Due to this, the government is now providing 2.4 million litres of clean water every day, to communities which have been hit by cholera the hardest. Authorities have also converted a football stadium in the capital city into a medical facility for those affected by the disease, owing to the large number of patients coming in for medical assistance.

The situation has become so serious that the government has been forced to mobilise the natural disaster agency to tackle the issue.

Zambia is located in the southern region of Africa and began facing issues with the spread of cholera in October 2023. The latest reports suggest that a total of 412 people have died and 10,413 have been infected by the disease, causing widespread panic and confusion.

The Zambia Public Health Institute has been keeping tabs on the progression of the disease and released its latest report on Wednesday.
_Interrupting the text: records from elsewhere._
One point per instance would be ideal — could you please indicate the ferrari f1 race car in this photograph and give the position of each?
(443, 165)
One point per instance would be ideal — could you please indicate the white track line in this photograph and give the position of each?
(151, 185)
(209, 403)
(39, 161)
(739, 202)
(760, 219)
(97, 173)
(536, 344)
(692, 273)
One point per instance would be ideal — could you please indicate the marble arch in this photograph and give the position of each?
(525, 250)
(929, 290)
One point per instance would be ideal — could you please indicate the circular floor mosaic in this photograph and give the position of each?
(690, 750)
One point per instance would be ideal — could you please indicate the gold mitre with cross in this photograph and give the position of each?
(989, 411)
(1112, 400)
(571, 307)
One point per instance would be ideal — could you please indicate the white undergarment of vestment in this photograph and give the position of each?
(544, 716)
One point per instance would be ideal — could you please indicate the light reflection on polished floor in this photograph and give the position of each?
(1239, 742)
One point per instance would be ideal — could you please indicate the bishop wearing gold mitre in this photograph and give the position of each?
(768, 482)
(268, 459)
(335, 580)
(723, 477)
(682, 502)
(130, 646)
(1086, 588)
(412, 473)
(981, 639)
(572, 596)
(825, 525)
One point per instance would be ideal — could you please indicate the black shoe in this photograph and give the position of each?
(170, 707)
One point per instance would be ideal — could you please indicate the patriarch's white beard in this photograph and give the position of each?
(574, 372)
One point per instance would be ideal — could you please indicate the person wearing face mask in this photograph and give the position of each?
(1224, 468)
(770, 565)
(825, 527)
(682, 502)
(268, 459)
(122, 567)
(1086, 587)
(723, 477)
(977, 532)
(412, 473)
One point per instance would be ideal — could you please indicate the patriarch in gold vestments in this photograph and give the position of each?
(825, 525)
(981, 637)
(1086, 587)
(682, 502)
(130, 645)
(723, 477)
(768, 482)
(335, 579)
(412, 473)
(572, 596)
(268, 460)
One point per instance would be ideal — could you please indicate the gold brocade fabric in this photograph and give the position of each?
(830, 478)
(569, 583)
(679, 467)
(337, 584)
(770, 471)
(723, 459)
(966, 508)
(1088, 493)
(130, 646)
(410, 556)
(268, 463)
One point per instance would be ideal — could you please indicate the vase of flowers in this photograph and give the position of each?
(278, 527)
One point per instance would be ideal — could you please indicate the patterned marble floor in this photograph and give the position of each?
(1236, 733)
The government body is responsible for the assessment of health emergencies in the nation and also undertakes the task of finding ways to control the spread of such a disease.

According to the Zambia Public Health Institute, the country has been recording roughly 400 fresh cases each day. Cholera has been detected by medical authorities in nine out of ten provinces and in half of the nation’s districts.

Zambia has a population of 20 million and the rapid increase in cases is quite worrying, considering the fact that the water and medical services in the country are limited, adding to the spread of the illness.

The Health Minister of Zambia, Sylvia Masebo, stated the following, “This outbreak continues to pose a threat to the health security of the nation.”

She has quite rightly said that the ongoing cholera epidemic has become a nationwide threat and has to be addressed accordingly.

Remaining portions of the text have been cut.